Öne Çıkanlar deprem tsk cumhurbaşkanı erdoğan CHP Adana Milletvekili Ayhan Barut Milli Eğitim Bakanı Ziya Selçuk binali yıldırım Kuşadası Belediyesi Haberleri recep tayyip erdoğan palandöken pkk tüik şehit

"'Anayasa Değişikliği Dayatmadır' Demek Meclis’i Yok Saymaktır"

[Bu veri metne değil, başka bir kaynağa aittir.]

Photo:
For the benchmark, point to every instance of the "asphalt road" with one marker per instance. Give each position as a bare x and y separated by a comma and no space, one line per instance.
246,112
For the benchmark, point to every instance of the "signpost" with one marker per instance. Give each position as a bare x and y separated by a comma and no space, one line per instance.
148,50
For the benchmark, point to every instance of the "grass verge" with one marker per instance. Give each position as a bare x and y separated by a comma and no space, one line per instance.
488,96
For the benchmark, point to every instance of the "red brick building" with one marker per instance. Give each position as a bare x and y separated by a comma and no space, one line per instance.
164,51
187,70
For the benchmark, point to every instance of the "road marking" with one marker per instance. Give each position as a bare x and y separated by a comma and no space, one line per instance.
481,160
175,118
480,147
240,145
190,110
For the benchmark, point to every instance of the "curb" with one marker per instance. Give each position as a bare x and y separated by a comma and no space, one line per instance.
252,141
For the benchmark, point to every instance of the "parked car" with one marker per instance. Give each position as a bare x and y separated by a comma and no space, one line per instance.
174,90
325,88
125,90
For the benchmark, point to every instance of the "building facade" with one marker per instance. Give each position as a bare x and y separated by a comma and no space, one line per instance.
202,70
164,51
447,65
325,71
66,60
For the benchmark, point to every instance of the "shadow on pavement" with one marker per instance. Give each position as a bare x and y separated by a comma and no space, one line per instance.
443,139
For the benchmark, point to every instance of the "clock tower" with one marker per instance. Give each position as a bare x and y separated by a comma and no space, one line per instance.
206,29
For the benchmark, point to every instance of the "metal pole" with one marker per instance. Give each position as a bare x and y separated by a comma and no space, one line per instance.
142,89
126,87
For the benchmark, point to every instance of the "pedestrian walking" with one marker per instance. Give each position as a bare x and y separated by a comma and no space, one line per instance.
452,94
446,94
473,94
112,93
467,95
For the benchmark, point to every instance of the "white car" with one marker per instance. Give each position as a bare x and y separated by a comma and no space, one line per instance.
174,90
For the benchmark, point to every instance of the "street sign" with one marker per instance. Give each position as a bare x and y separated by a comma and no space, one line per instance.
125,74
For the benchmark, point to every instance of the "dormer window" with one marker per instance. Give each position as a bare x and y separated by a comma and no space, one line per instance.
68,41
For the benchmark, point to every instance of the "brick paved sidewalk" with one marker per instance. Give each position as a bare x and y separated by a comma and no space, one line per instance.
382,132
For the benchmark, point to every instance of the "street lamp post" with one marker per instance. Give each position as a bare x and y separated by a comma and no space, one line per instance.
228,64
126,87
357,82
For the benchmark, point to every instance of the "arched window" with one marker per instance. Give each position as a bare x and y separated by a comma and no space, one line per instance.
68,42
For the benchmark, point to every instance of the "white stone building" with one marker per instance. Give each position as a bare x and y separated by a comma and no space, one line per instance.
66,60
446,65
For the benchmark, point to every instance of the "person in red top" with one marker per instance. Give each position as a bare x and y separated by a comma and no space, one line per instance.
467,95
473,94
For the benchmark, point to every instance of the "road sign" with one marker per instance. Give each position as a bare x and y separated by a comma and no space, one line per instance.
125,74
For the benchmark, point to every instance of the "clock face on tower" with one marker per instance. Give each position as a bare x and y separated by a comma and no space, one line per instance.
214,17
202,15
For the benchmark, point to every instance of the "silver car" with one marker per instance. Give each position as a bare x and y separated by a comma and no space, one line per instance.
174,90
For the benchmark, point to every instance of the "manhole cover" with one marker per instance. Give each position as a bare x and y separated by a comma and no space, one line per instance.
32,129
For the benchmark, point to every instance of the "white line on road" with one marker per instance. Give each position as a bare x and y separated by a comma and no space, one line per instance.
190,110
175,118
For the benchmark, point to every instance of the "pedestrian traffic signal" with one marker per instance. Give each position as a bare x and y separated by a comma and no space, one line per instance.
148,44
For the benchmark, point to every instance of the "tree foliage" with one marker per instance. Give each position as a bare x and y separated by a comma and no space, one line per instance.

Başbakan Binali Yıldırım, CHP Genel Başkanı Kemal Kılıçdaroğlu’nun ‘Dayatmayla anayasa olmaz’ sözlerine ilişkin, “Bu, Meclis’i yok saymaktır. Bu anayasa, Meclis’te görüşüldü. Millet iradesinin temsili Meclis’tir.  Tüm bunlar ortadayken ‘Bu anayasa değişikliği dayatmadır’ demek, siyaseti, milli iradeyi inkar etmek demektir. Talihsiz bir beyanattır.  Meclis iradesini yok saymak, günü gelir millet de sizi yok sayar. Milletin iradesini yok saymanın sonu budur. Onun için bu talihsiz beyanatı düzeltmesi yerinde olur diye düşünüyorum” şeklinde konuştu.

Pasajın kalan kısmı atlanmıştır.